En ese sentido, la Dra. Valenzuela recuerda que el objetivo de los estudios clínicos es justamente probar nuevas y mejores drogas o vacunas, pero que no necesariamente serán los medicamentos que deberán ser usados sin antes pasar por la prescripción médica y un análisis de las características del paciente, el tiempo de tratamiento y la dosis.

También desde la Asociación Chilena de Facultades de Medicina (Asofamech) observan con preocupación este punto. El past president de la entidad, Dr. Luis Ibáñez, explica que tal como está formulada esta disposición en la ley, no se contemplan las condiciones para calificar la utilidad del tratamiento, “lo que deja a los investigadores en una difícil situación. Muchos de los resultados se conocen meses después de haber incorporado a los pacientes y, por lo tanto, será muy difícil prever estas situaciones desde el punto de vista del financiamiento de la investigación”, detalla quien también es decano de la Facultad de Medicina de la Universidad Católica.

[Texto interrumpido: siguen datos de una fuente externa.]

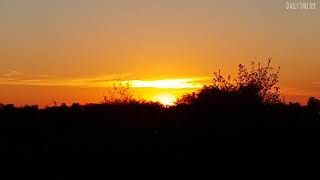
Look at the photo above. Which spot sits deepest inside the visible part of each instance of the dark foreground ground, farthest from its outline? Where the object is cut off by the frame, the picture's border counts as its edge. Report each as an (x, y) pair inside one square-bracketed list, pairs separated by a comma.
[(94, 134)]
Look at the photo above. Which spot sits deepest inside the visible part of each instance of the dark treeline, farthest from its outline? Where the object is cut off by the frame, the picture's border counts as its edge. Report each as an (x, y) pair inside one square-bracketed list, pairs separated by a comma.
[(228, 116)]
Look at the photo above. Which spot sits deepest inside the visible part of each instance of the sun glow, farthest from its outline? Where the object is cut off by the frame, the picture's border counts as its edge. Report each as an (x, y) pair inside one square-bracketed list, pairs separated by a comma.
[(165, 99), (169, 83)]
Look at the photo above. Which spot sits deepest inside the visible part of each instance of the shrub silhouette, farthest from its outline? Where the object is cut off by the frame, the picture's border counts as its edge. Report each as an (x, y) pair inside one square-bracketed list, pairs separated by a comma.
[(254, 86), (119, 93)]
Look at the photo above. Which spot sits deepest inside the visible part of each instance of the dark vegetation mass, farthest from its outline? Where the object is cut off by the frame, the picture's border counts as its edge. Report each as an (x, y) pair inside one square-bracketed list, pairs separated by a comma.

El 4 de mayo, Asofamech envió su postura a la Comisión de Salud del Senado, advirtiendo que la norma de continuidad de tratamiento puede generar la “falsa expectativa” de que la participación en estudios clínicos garantizará la disponibilidad de un tratamiento efectivo por largo plazo.

Y al hacer extensivo este mandato al titular de un registro sanitario, aunque no haya realizado el ensayo clínico, “va a desincentivar el registro de productos innovadores de alto costo para evitar esta carga”, dejando a la población sin acceso a los avances de la ciencia biomédica.

Aunque con la disposición se procura un bien –continuidad del tratamiento–, para la Dra. Silva es discutible que éste sea por completo carga del patrocinador del estudio.

“Que se garantice gratuidad de por vida, podría ser una cierta forma de coerción para que el sujeto se enrole, perdiendo la capacidad de tomar decisiones autónomas y también podría plantearse un tema de justicia, en la medida que se incline aún más la balanza para reclutar a pacientes de menor nivel económico”, argumenta.